When was feminism born - in the 1960s, or in the 1660s? For England, one might answer: the early decades of the seventeenth century. James I was King of England, and women were expected to be chaste, obedient, subordinate, and silent. Some, however, were not, and these are the women who interest Barbara Lewalski - those who, as queens and petitioners, patrons and historians and poets, took up the pen to challenge and subvert the repressive patriarchal ideology of Jacobean England. Setting out to show how these women wrote themselves into their culture, Lewalski rewrites Renaissance history to include some of its most compelling - and neglected - voices. As a culture dominated by a powerful Queen gave way to the rule of a patriarchal ideologue, a woman's subjection to father and husband came to symbolize the subjection of all English people to their monarch, and all Christians to God. Remarkably enough, it is in this repressive Jacobean milieu that we first hear Englishwomen's own voices in some number. Elizabeth Cary, Aemilia Lanyer, Rachel Speght, and Mary Wroth published original poems, dramas, and prose of considerable scope and merit; others inscribed their thoughts and experiences in letters and memoirs. Queen Anne used the court masque to assert her place in palace politics, while Princess Elizabeth herself stood as a symbol of resistance to Jacobean patriarchy. By looking at these women through their works, Lewalski documents the flourishing of a sense of feminine identity and expression in spite of - or perhaps because of - the constraints of the time. The result is a fascinating sampling of Jacobean women's lives and works, restored to their rightful place in literary historyand cultural politics. In these women's voices and perspectives, Lewalski identifies an early challenge to the dominant culture - and an ongoing challenge to our understanding of the Renaissance world.
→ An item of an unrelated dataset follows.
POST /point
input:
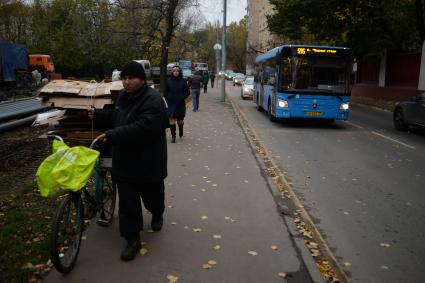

Texts from the Querelle, 1521–1615

Author : Pamela J. Benson
Publisher : Routledge
Page : 446 pages
File Size : 46,6 Mb
Release : 2017-03-02
Category : Literary Criticism
ISBN : 9781351895545

Get Book

Texts from the Querelle, 1521–1615 by Pamela J. Benson Pdf

Misogyny and its opposite, philogyny, have been perennial topics in Western literature from its earliest days to the present day, but only at certain historic periods have pro-woman authors challenged fundamental negative assumptions about women by engaging in formal debate with misogynists and juxtaposing these two attitudes toward women in pairs or series of texts devoted exclusively to discussing womankind. This dialectic of attack on and defence of the female sex, known as the querelle des femmes (debate about women), was especially popular among authors and readers during the sixteenth and earlier seventeenth centuries in England. At least 36 texts exclusively devoted to attacking and/or defending women were published in the hundred years between 1540 and 1640. The works included in these two volumes exemplify the content and the methods of debate in England during those two centuries. Volume one includes texts from 1521 through to 1615.